Chef Audrey’s offers European style dishes, prepared with fresh, organic ingredients, and cooked without extra oils or preservatives.
The entrees and desserts can also be customized for people with a variety of health concerns, from gluten-free breads to desserts made with Stevia instead of sugar.
“A lot of restaurants can’t do that,” she said.
Chef Audrey’s is among a number of eateries in Middle Georgia that offer dishes for health-conscious customers, from those watching their waistlines to those who have food allergies.
George’s sister died in 2008 from a heart attack two months before her 62nd birthday and also suffered from high blood pressure and borderline diabetes. George described her loss as a “wake-up call.”
While she had been meticulously preparing the dishes at her restaurant — both from her culinary training, as well as her experience cooking for her diabetic father — George decided it was time to apply the same attention to her own health habits.
“The things I’m doing for other people, I had to do for me,” she said.
Gary Schechterle, co-owner of Lemongrass: A Thai Bistro in Macon, also prides himself on offering dishes with the freshest of ingredients.
Instead of preparing food with lard or preservatives, Schechterle said Thai dishes rely more on fresh herbs and spices such as garlic, ginger, lemongrass, chili peppers and Thai basil.
Everything on the menu can be made vegetarian, and in many cases, also vegan, with the exception of fried rice dishes, which contain eggs, he said.
“The cuisine itself is very healthy,” Schechterle said.
Chefs at Lemongrass also cook with wild-caught salmon and hand-prepare the spring rolls.
“It’s important that food be fresh and food be delicious,” he said. “That’s what I like to eat.”
Sonya Baggett, owner of Michele’s Bakery and Bistro in Warner Robins, offers vegetarian sandwiches, salads and low fat dressings to her customers, among other options.
“I want people pleasantly filled and not overstuffed,” said Baggett, who described herself as “health-conscious.”

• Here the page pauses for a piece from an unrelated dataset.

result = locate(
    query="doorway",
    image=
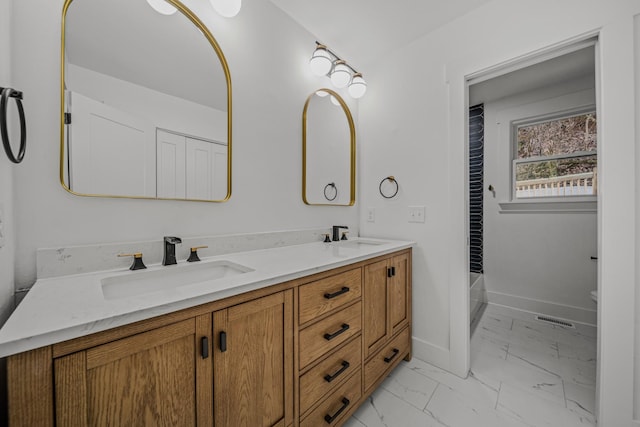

Ingleside Village Pizza owner Tina Dickson said the choices customers make when ordering food can make a big difference for someone who is counting calories.
Instead of choosing pepperoni, sausage or other high-fat pizza toppings, customers can opt for fresh vegetables and less cheese. Low-calorie ranch dressing is a popular addition to salads at the restaurant, Dickson said.
“Pizza is only as bad as the toppings you put on it,” she said.
Ken McCall, owner of McCall’s in Warner Robins, said he tries to provide healthy options to customers, such as breads with grains, offering smaller portions and preparing sandwiches without mayonnaise-based sauces.
McCall said he has responded to the requests of his calorie-counting customers in the past, but their own dietary will tends to get the best of them.
At the beginning of each year, he has noticed that many will choose lower calorie items, such turkey sandwiches with mustard, but they soon fall back to old standbys such as chicken salad and hot ham and Swiss sandwiches.
“People do it for short period of time, but they go back to the same foods they come to us for, what they always did,” he said.